Como é o programa Brasil com o Mundo
O Brasil com o Mundo propõe um acompanhamento pediátrico personalizado para mães e pais brasileiros em diferentes fases da maternidade, da gestação à infância e adolescência. O foco está na escuta individualizada, na compreensão da rotina real da família e na orientação preventiva baseada em evidências, respeitando sempre os limites da atuação médica à distância.

“Eu não queria oferecer consultas soltas. Queria acompanhar essas famílias, entender o contexto, antecipar dúvidas e ajudar na tomada de decisões, mesmo estando longe”, explica. Para Betina, o cuidado começa antes dos sintomas e passa pela construção da confiança entre a família e o pediatra. “São pequenas situações como quando o bebê está coma dor de barriga e você fica em dúvida se é uma emergência médica. Quero ser essa ponte, essa pessoal que a mãe pode consultar.

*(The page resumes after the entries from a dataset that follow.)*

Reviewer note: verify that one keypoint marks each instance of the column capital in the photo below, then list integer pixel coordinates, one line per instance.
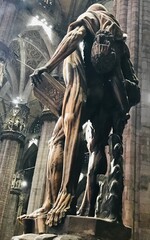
(12, 135)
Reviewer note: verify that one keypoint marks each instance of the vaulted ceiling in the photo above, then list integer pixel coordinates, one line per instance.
(30, 45)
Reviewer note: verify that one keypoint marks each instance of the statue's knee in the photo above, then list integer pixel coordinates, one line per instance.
(69, 117)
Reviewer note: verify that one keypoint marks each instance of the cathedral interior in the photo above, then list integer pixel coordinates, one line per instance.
(30, 31)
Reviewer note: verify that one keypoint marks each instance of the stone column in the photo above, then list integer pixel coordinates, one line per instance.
(10, 147)
(38, 181)
(12, 140)
(7, 17)
(128, 14)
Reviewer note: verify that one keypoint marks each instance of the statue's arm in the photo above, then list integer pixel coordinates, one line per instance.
(66, 47)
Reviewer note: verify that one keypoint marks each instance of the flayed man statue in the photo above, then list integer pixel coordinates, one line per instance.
(101, 87)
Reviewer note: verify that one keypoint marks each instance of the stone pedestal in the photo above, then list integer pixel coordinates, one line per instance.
(92, 227)
(82, 227)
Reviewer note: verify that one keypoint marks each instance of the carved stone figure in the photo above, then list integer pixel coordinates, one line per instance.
(96, 89)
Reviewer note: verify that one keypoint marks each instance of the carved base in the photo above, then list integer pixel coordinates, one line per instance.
(85, 227)
(92, 227)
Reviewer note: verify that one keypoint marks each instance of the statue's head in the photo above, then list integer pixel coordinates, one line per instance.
(97, 7)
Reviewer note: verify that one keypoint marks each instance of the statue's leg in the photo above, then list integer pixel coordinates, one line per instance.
(71, 112)
(54, 172)
(97, 158)
(119, 89)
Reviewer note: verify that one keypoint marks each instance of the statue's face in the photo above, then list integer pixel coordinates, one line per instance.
(96, 7)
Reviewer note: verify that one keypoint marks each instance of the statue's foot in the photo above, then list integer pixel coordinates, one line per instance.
(59, 210)
(39, 212)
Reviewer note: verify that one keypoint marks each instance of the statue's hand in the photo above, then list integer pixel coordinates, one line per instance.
(36, 75)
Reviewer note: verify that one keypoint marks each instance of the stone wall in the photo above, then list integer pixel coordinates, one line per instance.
(134, 18)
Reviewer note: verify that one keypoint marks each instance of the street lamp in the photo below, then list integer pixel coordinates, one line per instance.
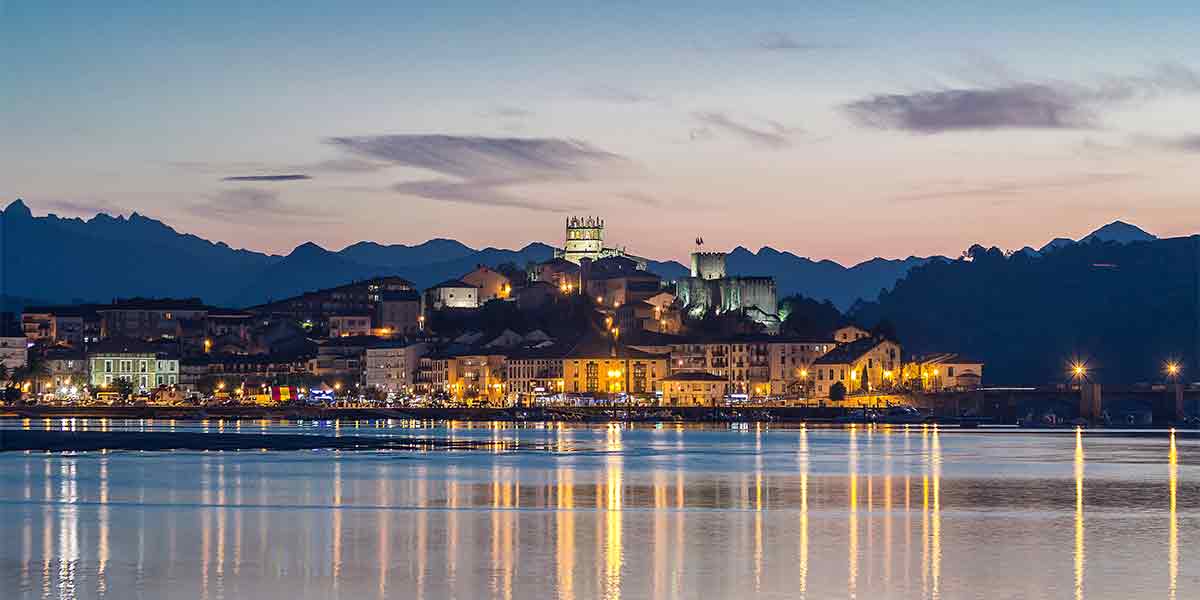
(1173, 370)
(1079, 371)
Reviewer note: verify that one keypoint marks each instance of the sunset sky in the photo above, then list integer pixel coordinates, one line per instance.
(847, 132)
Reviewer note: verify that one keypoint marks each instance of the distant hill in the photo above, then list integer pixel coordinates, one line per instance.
(1122, 307)
(60, 259)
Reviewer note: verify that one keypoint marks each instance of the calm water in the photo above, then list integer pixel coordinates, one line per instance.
(604, 511)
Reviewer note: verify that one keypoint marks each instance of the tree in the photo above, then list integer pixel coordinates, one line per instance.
(838, 391)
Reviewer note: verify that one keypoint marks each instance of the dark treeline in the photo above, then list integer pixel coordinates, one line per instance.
(1123, 309)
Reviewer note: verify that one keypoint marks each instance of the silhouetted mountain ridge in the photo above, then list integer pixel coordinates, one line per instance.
(103, 257)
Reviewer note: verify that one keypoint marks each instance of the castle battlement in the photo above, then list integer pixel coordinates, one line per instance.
(585, 223)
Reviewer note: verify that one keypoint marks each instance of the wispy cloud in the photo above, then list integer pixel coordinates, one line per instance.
(1187, 143)
(505, 112)
(780, 41)
(642, 198)
(1017, 105)
(268, 178)
(484, 168)
(958, 189)
(773, 137)
(617, 95)
(241, 203)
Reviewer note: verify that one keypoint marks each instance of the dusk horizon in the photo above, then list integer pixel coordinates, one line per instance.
(787, 125)
(551, 239)
(322, 300)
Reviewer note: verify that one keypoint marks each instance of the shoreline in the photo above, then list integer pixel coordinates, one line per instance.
(15, 441)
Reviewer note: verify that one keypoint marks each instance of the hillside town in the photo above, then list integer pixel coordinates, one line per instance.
(589, 327)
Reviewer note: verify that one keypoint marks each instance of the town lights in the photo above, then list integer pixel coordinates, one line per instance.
(1079, 371)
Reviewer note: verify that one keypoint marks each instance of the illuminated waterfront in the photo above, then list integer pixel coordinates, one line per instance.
(606, 511)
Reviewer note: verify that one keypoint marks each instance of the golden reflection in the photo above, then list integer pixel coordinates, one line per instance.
(613, 516)
(1173, 539)
(936, 467)
(564, 549)
(757, 516)
(804, 514)
(852, 583)
(337, 525)
(660, 535)
(924, 516)
(102, 551)
(1079, 514)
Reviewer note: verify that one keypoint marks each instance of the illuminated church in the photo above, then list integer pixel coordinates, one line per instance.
(585, 239)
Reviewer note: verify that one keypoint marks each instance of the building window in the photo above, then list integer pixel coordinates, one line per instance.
(593, 376)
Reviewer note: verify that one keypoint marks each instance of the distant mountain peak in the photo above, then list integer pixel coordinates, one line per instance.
(18, 209)
(307, 249)
(1055, 244)
(1120, 232)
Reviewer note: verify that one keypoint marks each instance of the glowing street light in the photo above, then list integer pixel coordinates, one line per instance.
(1079, 371)
(1173, 369)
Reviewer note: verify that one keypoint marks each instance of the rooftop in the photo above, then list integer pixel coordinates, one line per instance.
(850, 352)
(694, 376)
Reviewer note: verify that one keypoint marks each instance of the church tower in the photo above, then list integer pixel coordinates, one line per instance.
(585, 239)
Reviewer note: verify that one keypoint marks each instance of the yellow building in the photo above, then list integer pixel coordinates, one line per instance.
(850, 334)
(945, 371)
(599, 366)
(492, 285)
(862, 366)
(791, 364)
(695, 389)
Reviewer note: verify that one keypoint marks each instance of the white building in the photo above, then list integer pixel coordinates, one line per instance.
(13, 353)
(451, 294)
(393, 367)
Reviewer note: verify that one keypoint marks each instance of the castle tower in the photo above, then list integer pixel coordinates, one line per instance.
(585, 239)
(707, 265)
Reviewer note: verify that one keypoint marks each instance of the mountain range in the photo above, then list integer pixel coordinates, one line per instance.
(54, 259)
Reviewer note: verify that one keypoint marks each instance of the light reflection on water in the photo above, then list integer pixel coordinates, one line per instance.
(609, 511)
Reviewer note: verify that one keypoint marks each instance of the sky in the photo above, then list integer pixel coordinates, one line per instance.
(850, 131)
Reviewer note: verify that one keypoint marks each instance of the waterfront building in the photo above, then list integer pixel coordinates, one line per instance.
(391, 367)
(451, 294)
(943, 372)
(491, 283)
(203, 373)
(693, 389)
(862, 366)
(144, 364)
(341, 358)
(533, 373)
(601, 366)
(65, 367)
(791, 364)
(13, 353)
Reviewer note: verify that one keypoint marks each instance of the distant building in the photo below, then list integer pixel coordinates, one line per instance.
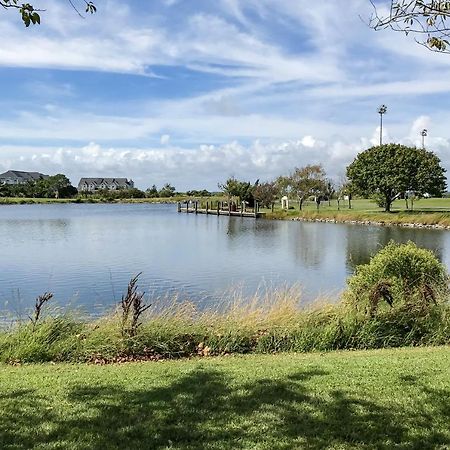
(110, 184)
(19, 177)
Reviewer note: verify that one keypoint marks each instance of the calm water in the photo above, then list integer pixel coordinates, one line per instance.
(86, 254)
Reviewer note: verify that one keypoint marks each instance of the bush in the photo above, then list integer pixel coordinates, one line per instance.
(399, 275)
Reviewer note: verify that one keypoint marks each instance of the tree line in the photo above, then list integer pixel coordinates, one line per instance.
(383, 173)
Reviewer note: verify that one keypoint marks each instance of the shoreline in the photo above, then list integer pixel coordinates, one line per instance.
(431, 220)
(380, 223)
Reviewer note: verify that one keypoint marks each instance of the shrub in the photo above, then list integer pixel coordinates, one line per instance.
(399, 275)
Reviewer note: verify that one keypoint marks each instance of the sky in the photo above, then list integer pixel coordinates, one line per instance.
(192, 92)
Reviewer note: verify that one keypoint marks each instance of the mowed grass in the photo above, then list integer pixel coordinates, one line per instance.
(344, 400)
(429, 211)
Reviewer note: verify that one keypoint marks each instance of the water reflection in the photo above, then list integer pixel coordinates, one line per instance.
(86, 254)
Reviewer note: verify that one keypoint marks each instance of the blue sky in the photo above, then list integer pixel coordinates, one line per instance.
(193, 91)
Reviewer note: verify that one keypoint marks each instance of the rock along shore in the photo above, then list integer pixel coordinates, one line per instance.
(380, 223)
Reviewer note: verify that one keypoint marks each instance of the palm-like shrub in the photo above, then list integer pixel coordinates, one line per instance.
(399, 275)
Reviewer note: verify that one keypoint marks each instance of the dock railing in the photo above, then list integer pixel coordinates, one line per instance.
(220, 208)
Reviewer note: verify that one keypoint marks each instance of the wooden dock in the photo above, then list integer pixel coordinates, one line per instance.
(220, 210)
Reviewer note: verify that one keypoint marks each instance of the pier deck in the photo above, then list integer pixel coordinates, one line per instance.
(220, 212)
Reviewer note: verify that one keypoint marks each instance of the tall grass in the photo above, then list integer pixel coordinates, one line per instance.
(273, 321)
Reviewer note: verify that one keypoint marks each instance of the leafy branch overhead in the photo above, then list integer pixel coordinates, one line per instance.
(425, 20)
(30, 14)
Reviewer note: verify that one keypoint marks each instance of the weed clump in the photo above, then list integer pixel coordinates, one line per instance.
(399, 276)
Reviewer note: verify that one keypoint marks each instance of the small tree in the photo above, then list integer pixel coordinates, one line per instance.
(387, 171)
(265, 194)
(152, 192)
(167, 191)
(243, 190)
(305, 181)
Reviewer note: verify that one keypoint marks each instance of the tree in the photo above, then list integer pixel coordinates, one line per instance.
(387, 171)
(425, 20)
(265, 194)
(304, 182)
(53, 186)
(243, 190)
(152, 192)
(30, 14)
(166, 191)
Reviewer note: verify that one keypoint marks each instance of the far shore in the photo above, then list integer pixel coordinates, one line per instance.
(427, 213)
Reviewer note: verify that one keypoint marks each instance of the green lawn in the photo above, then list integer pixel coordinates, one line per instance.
(373, 399)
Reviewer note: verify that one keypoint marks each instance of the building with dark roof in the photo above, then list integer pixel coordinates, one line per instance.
(110, 184)
(20, 177)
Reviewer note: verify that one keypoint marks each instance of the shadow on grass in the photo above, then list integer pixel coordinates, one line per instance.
(207, 409)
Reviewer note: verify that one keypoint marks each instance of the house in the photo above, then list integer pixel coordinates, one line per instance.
(110, 184)
(20, 177)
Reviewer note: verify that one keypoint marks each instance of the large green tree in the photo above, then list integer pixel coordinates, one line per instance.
(31, 14)
(386, 171)
(425, 20)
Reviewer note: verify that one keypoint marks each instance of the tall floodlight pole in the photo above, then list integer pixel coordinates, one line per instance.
(381, 110)
(424, 135)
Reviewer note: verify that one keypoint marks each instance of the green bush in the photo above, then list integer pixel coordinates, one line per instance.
(398, 275)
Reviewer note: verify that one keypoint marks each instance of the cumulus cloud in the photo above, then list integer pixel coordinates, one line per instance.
(202, 166)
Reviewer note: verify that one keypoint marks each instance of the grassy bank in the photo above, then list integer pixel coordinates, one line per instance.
(426, 211)
(347, 400)
(31, 201)
(277, 324)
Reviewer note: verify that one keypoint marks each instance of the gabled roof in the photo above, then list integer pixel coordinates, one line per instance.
(22, 175)
(108, 181)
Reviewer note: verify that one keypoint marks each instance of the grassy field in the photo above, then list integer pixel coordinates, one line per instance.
(379, 399)
(28, 201)
(432, 211)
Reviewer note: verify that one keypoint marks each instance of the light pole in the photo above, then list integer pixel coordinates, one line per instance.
(424, 135)
(381, 110)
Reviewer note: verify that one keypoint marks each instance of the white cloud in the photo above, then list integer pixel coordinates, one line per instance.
(202, 166)
(165, 138)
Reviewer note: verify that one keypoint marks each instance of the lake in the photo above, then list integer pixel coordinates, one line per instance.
(86, 253)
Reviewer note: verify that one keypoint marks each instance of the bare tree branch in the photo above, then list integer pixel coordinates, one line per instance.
(419, 18)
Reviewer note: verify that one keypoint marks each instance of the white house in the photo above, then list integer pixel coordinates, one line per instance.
(110, 184)
(20, 177)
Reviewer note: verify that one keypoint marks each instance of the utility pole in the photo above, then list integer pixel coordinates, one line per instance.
(424, 135)
(381, 110)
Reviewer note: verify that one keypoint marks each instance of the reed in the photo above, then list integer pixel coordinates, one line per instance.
(271, 321)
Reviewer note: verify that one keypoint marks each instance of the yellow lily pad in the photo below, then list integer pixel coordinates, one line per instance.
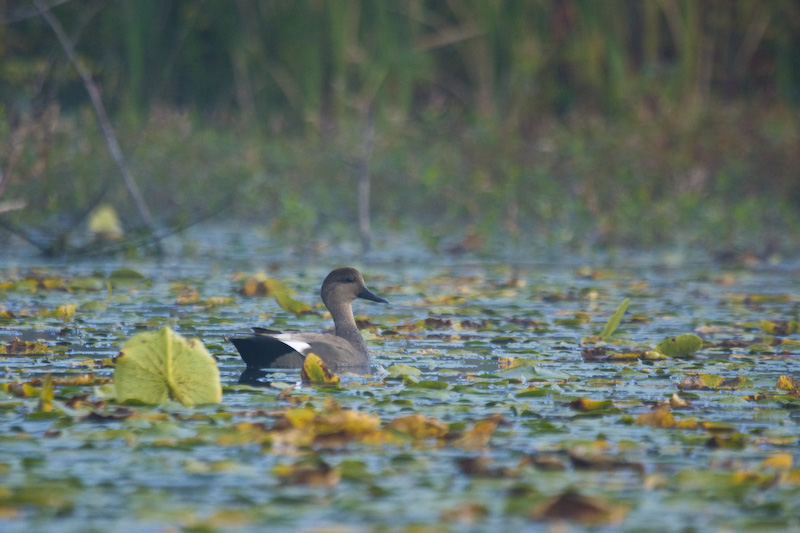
(685, 344)
(316, 371)
(156, 366)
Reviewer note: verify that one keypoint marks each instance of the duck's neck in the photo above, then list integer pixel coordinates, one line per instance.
(346, 327)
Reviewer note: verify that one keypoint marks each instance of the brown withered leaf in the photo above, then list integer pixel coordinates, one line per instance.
(481, 467)
(573, 507)
(418, 426)
(603, 462)
(480, 434)
(788, 383)
(658, 418)
(466, 513)
(593, 354)
(315, 472)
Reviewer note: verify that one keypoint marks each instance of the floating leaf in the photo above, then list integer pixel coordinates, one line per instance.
(480, 434)
(46, 395)
(614, 321)
(713, 382)
(685, 344)
(316, 370)
(587, 404)
(125, 276)
(418, 426)
(658, 418)
(788, 383)
(314, 472)
(778, 327)
(64, 312)
(781, 461)
(291, 305)
(156, 366)
(399, 370)
(584, 510)
(104, 223)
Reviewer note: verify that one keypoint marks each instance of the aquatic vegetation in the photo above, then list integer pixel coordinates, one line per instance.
(492, 403)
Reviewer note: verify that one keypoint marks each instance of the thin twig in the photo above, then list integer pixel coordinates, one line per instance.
(102, 116)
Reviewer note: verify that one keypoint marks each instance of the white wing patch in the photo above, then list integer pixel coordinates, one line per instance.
(293, 343)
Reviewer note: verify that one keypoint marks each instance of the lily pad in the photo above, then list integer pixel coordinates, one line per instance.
(616, 318)
(156, 366)
(316, 371)
(680, 345)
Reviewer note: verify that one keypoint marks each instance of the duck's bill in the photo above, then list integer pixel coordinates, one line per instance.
(368, 295)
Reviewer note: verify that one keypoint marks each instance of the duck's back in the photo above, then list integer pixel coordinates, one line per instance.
(288, 350)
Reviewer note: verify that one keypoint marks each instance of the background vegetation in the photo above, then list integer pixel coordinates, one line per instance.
(562, 122)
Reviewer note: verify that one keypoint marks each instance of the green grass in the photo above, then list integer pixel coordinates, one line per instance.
(721, 178)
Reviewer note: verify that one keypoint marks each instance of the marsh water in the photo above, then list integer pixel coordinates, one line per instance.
(459, 320)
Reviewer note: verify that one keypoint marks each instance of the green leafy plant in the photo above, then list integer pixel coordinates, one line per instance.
(156, 366)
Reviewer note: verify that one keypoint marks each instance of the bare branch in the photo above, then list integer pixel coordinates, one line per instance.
(102, 116)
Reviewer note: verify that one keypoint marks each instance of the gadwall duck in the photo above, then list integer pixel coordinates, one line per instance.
(346, 348)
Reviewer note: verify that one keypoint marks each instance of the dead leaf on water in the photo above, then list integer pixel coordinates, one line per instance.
(658, 418)
(419, 426)
(26, 348)
(574, 507)
(713, 382)
(314, 472)
(315, 370)
(788, 383)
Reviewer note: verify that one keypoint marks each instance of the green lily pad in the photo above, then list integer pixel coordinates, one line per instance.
(156, 366)
(399, 370)
(685, 344)
(616, 318)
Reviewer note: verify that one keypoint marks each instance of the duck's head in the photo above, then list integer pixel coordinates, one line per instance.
(345, 285)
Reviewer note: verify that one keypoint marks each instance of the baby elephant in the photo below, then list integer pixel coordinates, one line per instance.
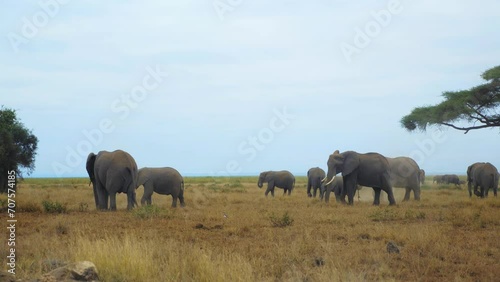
(281, 179)
(162, 180)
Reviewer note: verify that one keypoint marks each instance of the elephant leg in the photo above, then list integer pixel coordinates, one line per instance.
(174, 201)
(327, 195)
(407, 194)
(112, 197)
(376, 197)
(181, 199)
(96, 197)
(386, 186)
(131, 199)
(416, 194)
(103, 198)
(148, 193)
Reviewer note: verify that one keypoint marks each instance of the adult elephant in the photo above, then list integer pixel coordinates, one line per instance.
(162, 180)
(111, 173)
(483, 176)
(281, 179)
(314, 177)
(336, 187)
(405, 173)
(422, 177)
(371, 170)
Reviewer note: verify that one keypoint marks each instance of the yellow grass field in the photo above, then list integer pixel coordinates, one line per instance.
(446, 236)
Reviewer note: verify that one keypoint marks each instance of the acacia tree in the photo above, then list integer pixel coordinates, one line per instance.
(17, 147)
(464, 110)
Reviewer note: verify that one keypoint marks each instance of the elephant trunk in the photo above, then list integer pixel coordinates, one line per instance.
(330, 175)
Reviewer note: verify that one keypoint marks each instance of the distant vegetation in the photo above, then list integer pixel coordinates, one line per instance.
(18, 147)
(229, 235)
(477, 106)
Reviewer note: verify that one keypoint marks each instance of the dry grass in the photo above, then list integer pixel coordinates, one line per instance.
(445, 237)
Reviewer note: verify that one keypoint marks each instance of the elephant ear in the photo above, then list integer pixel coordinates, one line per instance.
(90, 166)
(351, 163)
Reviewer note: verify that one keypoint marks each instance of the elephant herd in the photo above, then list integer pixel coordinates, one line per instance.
(117, 172)
(379, 172)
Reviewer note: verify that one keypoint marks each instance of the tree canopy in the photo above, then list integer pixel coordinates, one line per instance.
(17, 147)
(464, 110)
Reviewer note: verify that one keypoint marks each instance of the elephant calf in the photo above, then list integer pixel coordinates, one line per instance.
(336, 186)
(483, 176)
(281, 179)
(162, 180)
(314, 177)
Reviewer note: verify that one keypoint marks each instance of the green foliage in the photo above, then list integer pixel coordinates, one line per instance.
(83, 207)
(384, 214)
(491, 74)
(283, 221)
(53, 207)
(476, 106)
(17, 147)
(29, 207)
(151, 211)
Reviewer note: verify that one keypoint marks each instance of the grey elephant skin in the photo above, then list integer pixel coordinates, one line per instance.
(483, 176)
(370, 169)
(336, 187)
(162, 180)
(405, 173)
(111, 173)
(422, 177)
(281, 179)
(314, 177)
(447, 179)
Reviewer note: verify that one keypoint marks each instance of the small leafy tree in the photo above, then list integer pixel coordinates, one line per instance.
(17, 147)
(464, 110)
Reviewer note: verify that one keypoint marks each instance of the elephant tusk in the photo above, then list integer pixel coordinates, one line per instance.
(330, 180)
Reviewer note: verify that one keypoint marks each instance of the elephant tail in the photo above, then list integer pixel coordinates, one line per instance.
(130, 186)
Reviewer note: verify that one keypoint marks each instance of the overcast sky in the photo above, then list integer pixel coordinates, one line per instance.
(235, 87)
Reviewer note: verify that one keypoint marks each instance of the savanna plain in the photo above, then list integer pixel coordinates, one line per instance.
(229, 231)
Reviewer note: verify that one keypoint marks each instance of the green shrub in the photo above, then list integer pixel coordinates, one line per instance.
(151, 211)
(53, 207)
(386, 214)
(83, 207)
(283, 221)
(29, 207)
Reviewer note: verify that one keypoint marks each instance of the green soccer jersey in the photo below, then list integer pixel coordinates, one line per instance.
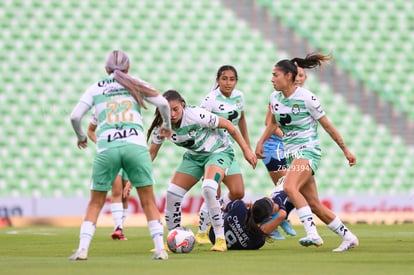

Se estou em contato sempre, se entendo a dieta dessa família, o ambiente, posso orientar com muito mais tranquilidade”, explica.
O projeto teve início com um piloto que envolveu mães de bebês, adolescentes e gestantes que vivem em países como Alemanha e Estados Unidos. A experiência reforçou a percepção de que existe uma demanda concreta por esse tipo de acompanhamento. “Quando a gente oferece um espaço de escuta verdadeira, as angústias diminuem e as decisões ficam mais claras”, diz.
O acompanhamento pode começar ainda durante a gestação, prática comum no Brasil por meio da consulta pré natal pediátrica. Para Betina, esse momento é fundamental para alinhar expectativas e preparar emocionalmente a família. “É quando a gente conversa sobre o parto, sobre o nome do bebê, sobre o que já está pronto e também sobre o que pode precisar mudar pensando na saúde materno infantil.”
Ao longo do acompanhamento, as famílias recebem orientações contínuas e mensagens periódicas, sempre com a clareza de que o serviço não substitui atendimentos de urgência. “Eu deixo muito claro que não é um canal para emergência. Urgência é sair com a criança naquele momento para ser atendida. O meu papel é preparar, orientar e dar segurança”, pontua.
Programa visa reconhecer sinais de alerta
A proposta é atuar nos bastidores da rotina familiar, ajudando mães e pais a reconhecer sinais de alerta, prevenir acidentes e lidar com situações comuns da infância, como febre, quadros respiratórios e adaptação à creche. “Isso é medicina preventiva. É o que mais me encanta na pediatria”, afirma.
Além das famílias que já vivem fora do Brasil, o projeto também contempla aquelas que estão em processo de mudança. Desde o momento em que surge a proposta de trabalho até a adaptação ao novo país, o acompanhamento ajuda a entender como funcionam os sistemas de saúde e a atravessar a transição com mais leveza. “Não é só sobre a criança. É sobre proteger emocionalmente essa família inteira”, destaca.
Entre países, fusos horários e culturas diferentes, a proposta de Btetina e do programa o Brasil traduz o cuidado brasileiro para além das fronteiras, mantendo vivo o vínculo, a escuta e a sensibilidade que fazem diferença no início da vida.